Intitulé « Pour la Science Africaine : Initiation à la sociologie pyramidale », cette œuvre de Laurent Kadiebue Tshidika, professeur à l’Institut Supérieur de Développement Rural de Tshibashi et à l’Université Pédagogique de Kananga, a été présentée lors d’une conférence de presse ce 15 août 2025 à Kananga.
Composé de 123 pages et publié aux éditions Pyramidium, cet ouvrage se divise en trois chapitres. Chaque section aborde des thèmes essentiels : l’historique de la sociologie africaine, les quatre dimensions de la sociologie négro-africaine, et des pistes de solutions pour réinventer l’Afrique.
» L’ histoire de la science et de l’Afrique a été déformée par les perspectives occidentales », a-t-il affirmé.
Il s’appuie sur les travaux de figures emblématiques comme Cheick Anta Diop et Théophile Obenga, attestantque l’Afrique, et plus particulièrement l’Égypte Antique, est à la fois le berceau de l’humanité et la mère de toutes les sciences.
« Cheick Anta Diop démontre que l’Égypte Antique a été la source de disciplines telles que la physique, les mathématiques et la chimie. Dans ses nombreuses œuvres, notamment « Nation et Négritude », il fournit des preuves à l’appui de ses arguments », a-t-il déclaré.
De plus, il souligne que des savants réputés comme Platon et Aristote ont été formés dans l’Antiquité égyptienne, remettant en question leur réputation en tant que pères des sciences.
Le troisième chapitre, intitulé « Inventer une autre Afrique en devenir », est particulièrement intéressant. Kadiebue Tshidika y annonce la traduction de son ouvrage en Tshiluba pour élargir la portée de ses idées. Il propose une réinvention de l’Afrique à travers diverses dimensions : historique, politique, socio-culturelle et scientifique.
« Il existe des dimensions politiques dominantes en Afrique.
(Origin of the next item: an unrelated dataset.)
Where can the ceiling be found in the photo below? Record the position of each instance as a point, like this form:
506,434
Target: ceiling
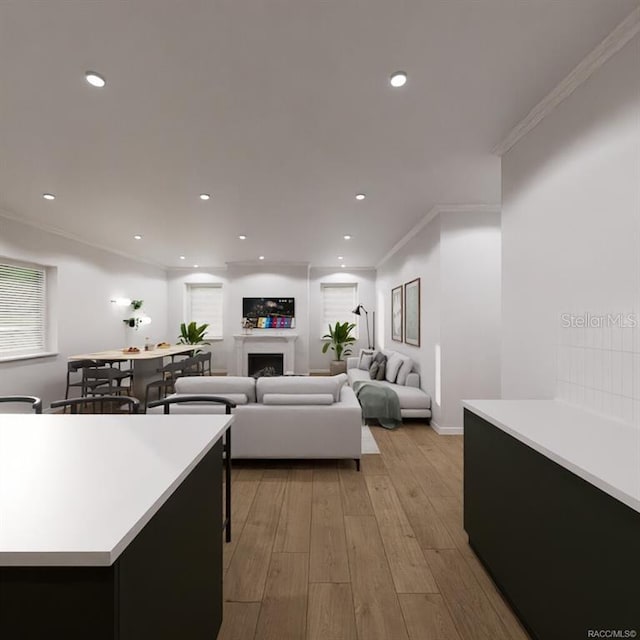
281,110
Comment les dépasser ? Cela nécessite une renégociation du savoir politique ancien avec le pouvoir politique moderne », a-t-il expliqué.
L’auteur interroge la pertinence des constitutions écrites en les comparant aux pactes traditionnels qui régissaient les sociétés anciennes.
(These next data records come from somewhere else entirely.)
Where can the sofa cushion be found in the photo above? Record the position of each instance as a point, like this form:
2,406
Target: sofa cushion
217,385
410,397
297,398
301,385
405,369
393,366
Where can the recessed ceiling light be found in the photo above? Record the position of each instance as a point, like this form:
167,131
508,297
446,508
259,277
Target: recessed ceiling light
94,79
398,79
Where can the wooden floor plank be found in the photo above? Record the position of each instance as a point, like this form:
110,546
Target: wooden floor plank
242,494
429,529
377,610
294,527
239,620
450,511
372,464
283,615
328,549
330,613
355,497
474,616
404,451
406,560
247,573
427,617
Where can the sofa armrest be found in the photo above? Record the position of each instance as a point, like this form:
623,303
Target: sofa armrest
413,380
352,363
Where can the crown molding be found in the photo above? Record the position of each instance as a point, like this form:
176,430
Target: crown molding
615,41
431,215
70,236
« Nos sociétés étaient dirigées par des pactes signés par les chefs. Comment concilier notre héritage traditionnel avec la réalité politique moderne ? Souvent, on privilégie le moderne au détriment de la tradition, et cela s’applique également à l’économie et à la science », a-t-il poursuivi.
Kadiebue Tshidika conclut en affirmant que l’Afrique n’est pas seulement le berceau de l’humanité et des sciences ; elle est également l’avenir de l’humanité et des sciences sociales.
Il invite les Africains à redécouvrir leurs valeurs et à s’engager activement dans la transformation de leurs politiques, économies, cultures et sciences, en vue d’un bonheur partagé, en commençant par l’Afrique noire.